Their new man, Brendan Rodgers, has plainly been quick to decide that if his role model, Pep Guardiola, could not fit a player as exotic as Ibra into the Barcelona system, then he sure as hell isn't going to shoehorn one as antediluvian as Carroll into the version he intends for Liverpool.

True, Rodgers might be no less alarmed by the competence of other Dalglish signings for a high-tempo, pressing game, and the restless exchange of both ball and position. Charlie Adam ended last season like a beached jellyfish; Stewart Downing with fewer league goals and assists than Tim Howard. The one bespoke fit is Luis Suarez, but the ultimate test for Rodgers may yet be the Kop idol instincts of Steven Gerrard. (You don't get long, nowadays, before old pros start muttering about Projects.)

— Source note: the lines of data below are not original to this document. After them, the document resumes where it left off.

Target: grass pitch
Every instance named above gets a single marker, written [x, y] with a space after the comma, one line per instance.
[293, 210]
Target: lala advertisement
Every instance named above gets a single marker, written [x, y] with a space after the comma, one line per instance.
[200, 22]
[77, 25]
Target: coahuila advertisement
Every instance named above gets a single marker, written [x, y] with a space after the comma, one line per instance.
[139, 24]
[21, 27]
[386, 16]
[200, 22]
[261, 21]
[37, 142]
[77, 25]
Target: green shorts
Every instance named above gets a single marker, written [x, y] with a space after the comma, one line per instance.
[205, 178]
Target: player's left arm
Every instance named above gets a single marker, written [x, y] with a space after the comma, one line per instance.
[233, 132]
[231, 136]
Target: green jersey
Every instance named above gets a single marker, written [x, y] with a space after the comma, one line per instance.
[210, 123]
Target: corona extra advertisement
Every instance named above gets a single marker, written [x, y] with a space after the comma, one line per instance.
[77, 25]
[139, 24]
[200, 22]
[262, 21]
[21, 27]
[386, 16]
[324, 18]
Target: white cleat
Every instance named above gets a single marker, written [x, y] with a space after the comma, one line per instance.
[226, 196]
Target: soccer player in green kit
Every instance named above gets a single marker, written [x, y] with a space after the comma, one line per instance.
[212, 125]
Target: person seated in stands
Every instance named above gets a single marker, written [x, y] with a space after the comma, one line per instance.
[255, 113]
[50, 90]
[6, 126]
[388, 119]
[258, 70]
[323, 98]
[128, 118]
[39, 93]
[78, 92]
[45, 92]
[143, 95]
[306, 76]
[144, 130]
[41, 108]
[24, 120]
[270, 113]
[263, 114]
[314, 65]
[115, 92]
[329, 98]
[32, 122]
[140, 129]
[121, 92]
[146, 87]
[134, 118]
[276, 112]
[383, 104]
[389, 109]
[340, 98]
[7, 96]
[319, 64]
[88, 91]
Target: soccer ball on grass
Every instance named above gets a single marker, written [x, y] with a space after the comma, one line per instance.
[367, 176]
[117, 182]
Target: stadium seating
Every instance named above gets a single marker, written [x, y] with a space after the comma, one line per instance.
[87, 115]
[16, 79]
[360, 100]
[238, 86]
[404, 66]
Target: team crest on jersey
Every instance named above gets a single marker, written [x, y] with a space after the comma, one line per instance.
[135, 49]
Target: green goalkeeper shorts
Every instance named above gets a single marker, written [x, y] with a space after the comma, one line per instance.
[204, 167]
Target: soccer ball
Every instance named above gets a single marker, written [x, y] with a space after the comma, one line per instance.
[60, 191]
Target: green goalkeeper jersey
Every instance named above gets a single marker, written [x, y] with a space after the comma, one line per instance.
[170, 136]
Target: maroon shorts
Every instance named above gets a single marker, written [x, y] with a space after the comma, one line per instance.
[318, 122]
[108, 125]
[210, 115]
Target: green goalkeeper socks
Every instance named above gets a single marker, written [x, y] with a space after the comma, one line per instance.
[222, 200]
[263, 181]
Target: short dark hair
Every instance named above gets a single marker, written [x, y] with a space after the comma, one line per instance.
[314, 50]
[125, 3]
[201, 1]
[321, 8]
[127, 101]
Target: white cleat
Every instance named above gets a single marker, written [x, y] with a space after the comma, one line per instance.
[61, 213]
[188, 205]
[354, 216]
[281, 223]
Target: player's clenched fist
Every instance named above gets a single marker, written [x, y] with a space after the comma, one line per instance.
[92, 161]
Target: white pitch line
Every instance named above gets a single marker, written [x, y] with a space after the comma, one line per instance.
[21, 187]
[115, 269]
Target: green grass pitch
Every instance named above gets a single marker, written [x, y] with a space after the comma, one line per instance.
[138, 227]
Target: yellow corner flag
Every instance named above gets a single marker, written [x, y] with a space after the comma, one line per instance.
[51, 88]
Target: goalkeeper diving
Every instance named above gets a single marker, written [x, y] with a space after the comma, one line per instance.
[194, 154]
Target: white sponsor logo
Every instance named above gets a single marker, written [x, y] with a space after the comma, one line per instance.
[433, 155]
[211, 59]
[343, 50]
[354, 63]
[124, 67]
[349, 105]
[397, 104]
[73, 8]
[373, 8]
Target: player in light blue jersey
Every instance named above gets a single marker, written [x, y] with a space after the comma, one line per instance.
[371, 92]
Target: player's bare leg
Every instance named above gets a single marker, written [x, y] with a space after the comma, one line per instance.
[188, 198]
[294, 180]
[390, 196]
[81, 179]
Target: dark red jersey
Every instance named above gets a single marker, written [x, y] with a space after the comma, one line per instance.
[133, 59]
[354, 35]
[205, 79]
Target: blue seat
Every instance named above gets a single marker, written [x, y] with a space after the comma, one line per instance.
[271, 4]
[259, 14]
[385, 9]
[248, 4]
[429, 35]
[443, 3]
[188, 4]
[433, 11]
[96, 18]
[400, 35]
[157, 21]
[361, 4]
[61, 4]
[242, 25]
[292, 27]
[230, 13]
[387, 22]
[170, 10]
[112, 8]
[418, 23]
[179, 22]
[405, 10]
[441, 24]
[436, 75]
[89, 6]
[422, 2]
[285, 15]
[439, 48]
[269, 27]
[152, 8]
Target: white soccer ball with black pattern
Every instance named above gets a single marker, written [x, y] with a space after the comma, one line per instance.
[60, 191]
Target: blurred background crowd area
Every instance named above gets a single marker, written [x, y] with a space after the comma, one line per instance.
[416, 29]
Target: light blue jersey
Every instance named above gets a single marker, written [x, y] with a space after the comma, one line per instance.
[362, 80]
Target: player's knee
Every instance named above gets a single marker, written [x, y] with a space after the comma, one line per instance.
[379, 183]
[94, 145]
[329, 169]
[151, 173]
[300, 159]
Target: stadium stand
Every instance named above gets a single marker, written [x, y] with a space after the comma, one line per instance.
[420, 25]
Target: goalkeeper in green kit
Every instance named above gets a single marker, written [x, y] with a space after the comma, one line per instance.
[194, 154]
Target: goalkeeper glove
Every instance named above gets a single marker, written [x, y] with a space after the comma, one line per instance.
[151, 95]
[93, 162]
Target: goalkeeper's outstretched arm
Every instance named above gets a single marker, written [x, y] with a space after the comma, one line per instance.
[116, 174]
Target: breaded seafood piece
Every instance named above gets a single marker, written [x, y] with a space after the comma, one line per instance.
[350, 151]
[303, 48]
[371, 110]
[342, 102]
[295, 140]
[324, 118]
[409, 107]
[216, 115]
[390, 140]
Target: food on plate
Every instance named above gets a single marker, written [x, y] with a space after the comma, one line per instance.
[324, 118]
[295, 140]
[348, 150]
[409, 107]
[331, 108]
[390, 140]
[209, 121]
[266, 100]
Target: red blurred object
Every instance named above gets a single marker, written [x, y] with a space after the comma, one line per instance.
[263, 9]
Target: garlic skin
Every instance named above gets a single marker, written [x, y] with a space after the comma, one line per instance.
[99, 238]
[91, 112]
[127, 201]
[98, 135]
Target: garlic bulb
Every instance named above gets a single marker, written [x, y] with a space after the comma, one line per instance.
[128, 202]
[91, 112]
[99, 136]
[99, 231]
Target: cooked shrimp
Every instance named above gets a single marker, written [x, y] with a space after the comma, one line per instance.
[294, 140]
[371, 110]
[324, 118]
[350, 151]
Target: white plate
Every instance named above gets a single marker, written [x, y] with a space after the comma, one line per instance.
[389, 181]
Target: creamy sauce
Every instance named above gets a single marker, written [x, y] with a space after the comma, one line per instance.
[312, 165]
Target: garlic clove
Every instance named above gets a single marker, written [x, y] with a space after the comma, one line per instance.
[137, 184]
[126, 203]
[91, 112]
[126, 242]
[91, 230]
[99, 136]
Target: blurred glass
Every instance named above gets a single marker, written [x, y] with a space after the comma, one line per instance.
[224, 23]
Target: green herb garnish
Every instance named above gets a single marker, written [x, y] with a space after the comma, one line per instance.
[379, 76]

The notion that Rodgers can shake Liverpool from narcolepsy must be put in context by events in the French capital, where dust had until last season been gathering on a vast, uncontested fan-base. And while Ibra's arrival at Paris Saint-Germain commands the headlines, the real coup is the inclusion of Thiago Silva, one of the world's best defenders, in a combined deal worth €65m (£50.5m) – slightly less, in other words, than Dalglish and Comolli paid for Carroll and, let's see, Jordan Henderson.

Though Paris Saint-Germain's 18-year title drought does not extend quite as far as the one at Anfield, they have in that time had debt and resented investors of their own; and they have not even qualified for the Champions League since 2005. But the new Qatari owners now threaten to outstrip their Gulf neighbours at Manchester City, and PSG will be a killer draw for seeded clubs in the group stage this time round.

Quite how they will conform to Financial Fair Play remains to be seen. After all, it may have been precisely FFP that prompted Milan to cut their losses – and terrify their supporters – in this way.

In the meantime, though, it is hard to resist excitement whenever and however the European elite gains diversity.

The real pity is that Ibra's peregrinations can never take him to England now. The grounds for his immodesty have never been properly grasped here. But any who witnessed his comical humiliation of John Terry in Kiev – where the English bulldog, striving to match Ibra's run, collapsed in a heap of patriotic ectoplasm – knows he would have been a roaring success.

Who knows? Perhaps Terry had called him a big girl. Unless, that is, he had simply asked an incredulous question: "Did you think I called you a big girl?"